E ambos Vicentes...
E ambos Vicentes. Um foi ébrio, cantor, sedutor, "nadava em ouro e tinha alcova de cetim", já o outro, nem nos sonhos de ebriedade, nunca terá passado de Betim, tenho pra mim.
Enquanto num fim de tarde eu ouvia aquele vozeirão consagrado, no máximo som que a radiolinha Philips portátil podia permitir: "... oh, Gilda, porque sonhador, fui deixar um amor, na genuflexão do altar", a lembrança que me veio, se não a voz, entrou pela janela, suave, mas penetrante: "...ói o maimeeeelo!"
E era um enchendo a casa, com sua canção em brasa, enquanto outro, do alpendre, com seu balaio já descansando sobre a murada, ia vendendo marmelo para se fazer marmelada. Ou pra se comer conforme o gosto de cada.

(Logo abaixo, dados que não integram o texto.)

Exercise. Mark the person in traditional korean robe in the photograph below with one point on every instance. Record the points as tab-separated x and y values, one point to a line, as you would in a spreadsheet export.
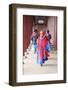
42	49
34	41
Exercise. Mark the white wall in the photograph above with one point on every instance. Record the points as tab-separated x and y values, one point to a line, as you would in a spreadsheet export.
4	41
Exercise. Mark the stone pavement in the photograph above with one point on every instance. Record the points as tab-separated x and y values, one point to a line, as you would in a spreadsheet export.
30	67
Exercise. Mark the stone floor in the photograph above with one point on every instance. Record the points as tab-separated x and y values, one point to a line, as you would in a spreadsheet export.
30	67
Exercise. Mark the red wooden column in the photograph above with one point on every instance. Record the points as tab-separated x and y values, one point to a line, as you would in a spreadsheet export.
27	30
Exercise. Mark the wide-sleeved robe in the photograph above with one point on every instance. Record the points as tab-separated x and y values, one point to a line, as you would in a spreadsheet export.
42	50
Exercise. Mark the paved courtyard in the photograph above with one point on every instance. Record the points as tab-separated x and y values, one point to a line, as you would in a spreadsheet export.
30	67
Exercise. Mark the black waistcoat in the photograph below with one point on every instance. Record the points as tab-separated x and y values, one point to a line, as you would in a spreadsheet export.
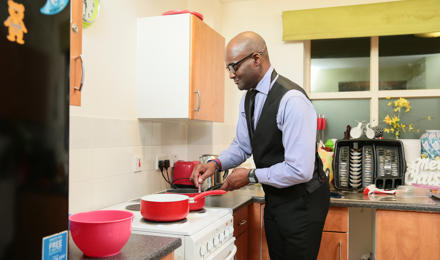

O vendedor Celestino vinha da Onça, uma cidadezinha próxima, onde floresciam e frutificavam os marmeleiros, fruta rara, até pra mineiros. Se tinha gente de comparava essa fruta ao jenipapo, tal a sua sensaboria, pra outros, como pra mim, era ela uma iguaria, mesmo como marmelada enlatada da Cica ou da Peixe disponível em qualquer armazém, ao custo de vintém, malgrado a afirmação de papai de que ali mais chuchu é que se contém...
E estavam ali, duelando para receberem a minha nobre atenção, dois Vicentes, entes Celestinos que são. Deixei a radiolinha (que a gente já chamava de toca-discos e que o mano Cashi, nas noites mais inspiradas saía levando pras suas serenatas...e não sei se ouvintes das mais sensatas, mas seguro que gatas e gratas...) de lado, no descanso e fui cuidar da rara fruta, fruto de tanta luta.
Não voltei a ver o Marmeleiro Celestino - na certa teria ido de encontro ao seu destino. Mas sem o amargor do cantor, ao implorar que não se fizesse na sua "campa nenhuma inscrição, deixai que os vermes pouco a pouco levem este amargo coração".
Sem parentes, ou mesmo dentes, o segundo dos Vicentes, com sua voz de menino, vai ver de nós tá é rino.